Speaking to The Street, Poseidon's other co-founder and managing partner Morgan Paxhia explained there are certain periods of the year when liquidity is better.
"Sometimes liquidity is driven by more people in the market, usually around certain material events happening in the industry. During those periods of time, we have the ability to short stocks," he said.
Think of recent news like those of The Coca-Cola Co (KO) considering a foray into the space, or the potential lifetime ban to enter the U.S. that Canadians working and even investing in the industry could face. Following this news, we saw higher-than-usual trading volumes in companies like Tilray and Aurora Cannabis Inc (ACBFF) . Now, one thing was made especially clear with Tilray's Odyssey: even when trading volumes are high, the float of cannabis stocks remains limited, making it hard and expensive to short them -- with borrow rates surpassing 450% on Tilray's stock last week.
The Perils Of Shorting Illiquid Stocks
Although liquidity in the cannabis market is starting to pick up, the danger of getting trapped is still very real.
"A short squeeze can destroy people, especially due to the capital requirements to place a short," Poseidon's Paxhia warned, noting the extremely high borrowing rates.
"Liquidity is certainly an issue," Viridian Capital Advisors vice president Harrison Phillips agreed, when prompted about the topic. Furthermore, the high borrowing costs make it hard to make short trade profitable, he added, quoting that old Keynesian that "markets can stay irrational a lot longer than you can stay solvent."

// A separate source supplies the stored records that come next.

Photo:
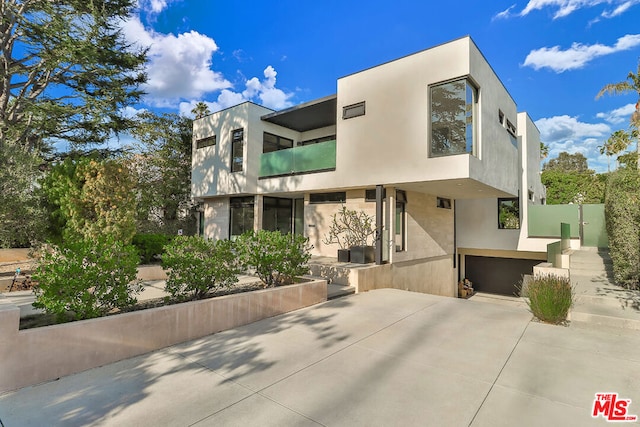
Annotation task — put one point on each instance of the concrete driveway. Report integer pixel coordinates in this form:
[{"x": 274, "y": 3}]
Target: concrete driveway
[{"x": 382, "y": 358}]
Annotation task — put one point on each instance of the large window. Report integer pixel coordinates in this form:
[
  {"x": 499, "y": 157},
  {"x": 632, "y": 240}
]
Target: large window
[
  {"x": 508, "y": 213},
  {"x": 271, "y": 142},
  {"x": 206, "y": 142},
  {"x": 237, "y": 149},
  {"x": 453, "y": 118},
  {"x": 241, "y": 214},
  {"x": 318, "y": 140},
  {"x": 337, "y": 197},
  {"x": 401, "y": 221},
  {"x": 277, "y": 214}
]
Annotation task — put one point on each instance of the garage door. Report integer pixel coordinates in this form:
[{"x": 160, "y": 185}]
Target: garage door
[{"x": 497, "y": 275}]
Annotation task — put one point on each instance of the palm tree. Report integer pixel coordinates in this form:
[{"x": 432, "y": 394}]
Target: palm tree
[
  {"x": 617, "y": 142},
  {"x": 631, "y": 84},
  {"x": 200, "y": 110}
]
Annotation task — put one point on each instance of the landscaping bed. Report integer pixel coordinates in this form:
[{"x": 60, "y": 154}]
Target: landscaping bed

While Poseidon cannot disclose its past or present shorts, Morgan Paxhia notes the fund has completed dozens of successful shorts.
"We've often used options to express a bearish position. But this only applies to companies on big exchanges. So, even though the universe is growing and getting more efficient, it is still small," he told The Street.

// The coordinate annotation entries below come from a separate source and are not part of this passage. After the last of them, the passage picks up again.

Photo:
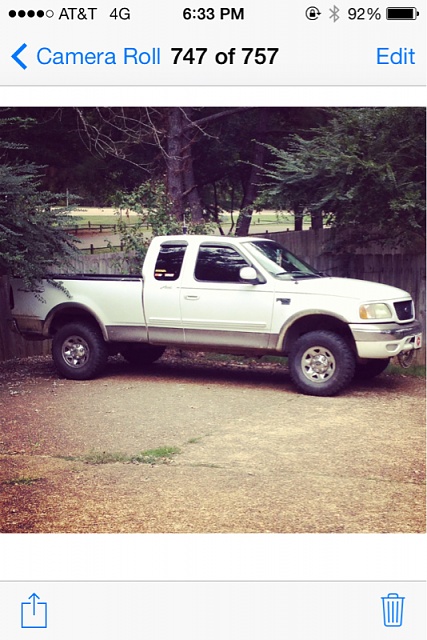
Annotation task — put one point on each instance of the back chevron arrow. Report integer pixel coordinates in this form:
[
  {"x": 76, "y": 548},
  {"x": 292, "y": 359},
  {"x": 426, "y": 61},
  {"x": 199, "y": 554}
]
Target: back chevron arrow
[{"x": 15, "y": 55}]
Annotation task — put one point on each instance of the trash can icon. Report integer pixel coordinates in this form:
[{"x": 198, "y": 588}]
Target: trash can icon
[{"x": 392, "y": 610}]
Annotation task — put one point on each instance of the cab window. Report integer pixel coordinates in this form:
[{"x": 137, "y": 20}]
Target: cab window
[
  {"x": 219, "y": 264},
  {"x": 169, "y": 262}
]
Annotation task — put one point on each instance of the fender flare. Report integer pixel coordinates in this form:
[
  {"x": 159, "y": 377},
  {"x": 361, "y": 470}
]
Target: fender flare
[{"x": 65, "y": 306}]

Down this line, John Kaden, CIO of Navy Capital, the other well-known hedge fund in the cannabis industry, explained that these equities are "tough to short because borrow is inconsistent and very hard to get in size. Also correlations among the group are still above 80 percent. But once recreational market begins in Canada, the stocks correlations will come down and individual stock fundamentals will matter more," he concluded.